In his old age Samuel appointed his sons as judges over Israel . The name of his firstborn son was Joel, and the name of his second son was Abijah. They were judges in Beer Sheba . But his sons did not follow his ways. Instead, they made money dishonestly, accepted bribes, and perverted justice.

 

So all the elders of Israel gathered together and approached Samuel at Ramah. They said to him, “Look, you are old, and your sons don’t follow your ways. So now appoint over us a king to lead us, just like all the other nations have.

 

But this request displeased Samuel, for they said, “Give us a king to lead us.” So Samuel prayed to the Lord. The Lord said to Samuel, “Do everything the people request of you.  For it is not you that they have rejected, but it is me that they have rejected as their king. Just as they have done from the day that I brought them up from Egypt until this very day, they have rejected me and have served other gods. This is what they are also doing to you.
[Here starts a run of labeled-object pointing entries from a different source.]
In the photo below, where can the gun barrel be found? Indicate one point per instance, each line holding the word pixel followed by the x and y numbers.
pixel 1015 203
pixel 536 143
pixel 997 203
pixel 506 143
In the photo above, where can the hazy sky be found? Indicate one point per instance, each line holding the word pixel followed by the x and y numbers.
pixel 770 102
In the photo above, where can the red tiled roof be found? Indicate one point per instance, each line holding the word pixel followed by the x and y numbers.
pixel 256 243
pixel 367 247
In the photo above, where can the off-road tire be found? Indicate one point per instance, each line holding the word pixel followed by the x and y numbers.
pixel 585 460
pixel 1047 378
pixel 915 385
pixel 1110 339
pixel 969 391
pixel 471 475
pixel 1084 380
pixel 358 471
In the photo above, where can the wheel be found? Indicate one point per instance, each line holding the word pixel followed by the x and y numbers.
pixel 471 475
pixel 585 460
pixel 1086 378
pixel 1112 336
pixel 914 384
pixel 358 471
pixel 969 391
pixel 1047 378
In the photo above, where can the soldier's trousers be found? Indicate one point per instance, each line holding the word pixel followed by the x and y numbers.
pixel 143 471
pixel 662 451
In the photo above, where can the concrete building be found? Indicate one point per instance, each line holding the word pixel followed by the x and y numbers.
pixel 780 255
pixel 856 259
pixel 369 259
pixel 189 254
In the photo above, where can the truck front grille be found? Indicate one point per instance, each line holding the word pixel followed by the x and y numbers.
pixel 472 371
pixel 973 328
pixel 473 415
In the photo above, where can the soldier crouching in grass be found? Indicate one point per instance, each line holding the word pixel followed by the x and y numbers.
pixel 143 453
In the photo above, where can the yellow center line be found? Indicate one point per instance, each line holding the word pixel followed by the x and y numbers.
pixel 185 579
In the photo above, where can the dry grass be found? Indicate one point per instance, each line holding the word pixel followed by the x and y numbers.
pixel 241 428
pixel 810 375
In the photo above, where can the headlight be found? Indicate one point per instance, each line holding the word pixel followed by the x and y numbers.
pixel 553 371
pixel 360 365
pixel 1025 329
So now do as they say.  But seriously warn them and make them aware of the policies of the king who will rule over them.” 

 

So Samuel spoke all the words of the Lord to the people who were asking him for a king. He said, [Italics mine] “Here are the policies of the king who will rule over you: He will conscript your sons and put them in his chariot forces and in his cavalry; they will run in front of his chariot. He will appoint for himself leaders of thousands and leaders of fifties, as well as those who plow his ground, reap his harvest, and make his weapons of war and his chariot equipment. He will take your daughters to be ointment makers, cooks, and bakers. He will take your best fields and vineyards and give them to his own servants. He will demand a tenth of your seed and of the produce of your vineyards and give it to his administrators and his servants. He will take your male and female servants, as well as your best cattle and your donkeys, and assign them for his own use. He will demand a tenth of your flocks, and you yourselves will be his servants. In that day you will cry out because of your king whom you have chosen for yourselves, but the Lord won’t answer you in that day.” 

 

But the people refused to heed Samuel’s warning.  Instead they said, “No! There will be a king over us! We will be like all the other nations. Our king will judge us and lead us and fight our battles.”

 

So Samuel listened to everything the people said and then reported it to the Lord. The Lord said to Samuel, “Do as they say and install a king over them.”

 

Here today, in this time of crisis, the media and too many in our republic look to a ruler to save us from ourselves.  In our sloth and folly, we do not consider the terrible price that comes with being ruled.  Rulers demand much. They do not give up power. And unlike constitutionally limited Presidents, are bound by no checks upon the lawless appetites of hubris and injustice.

 

Although the Bible does not explicitly say so, it is easy to image that the prophet Samuel would agree with the old saw, “the people do not always get the government they deserve, but they always deserve the government they get.”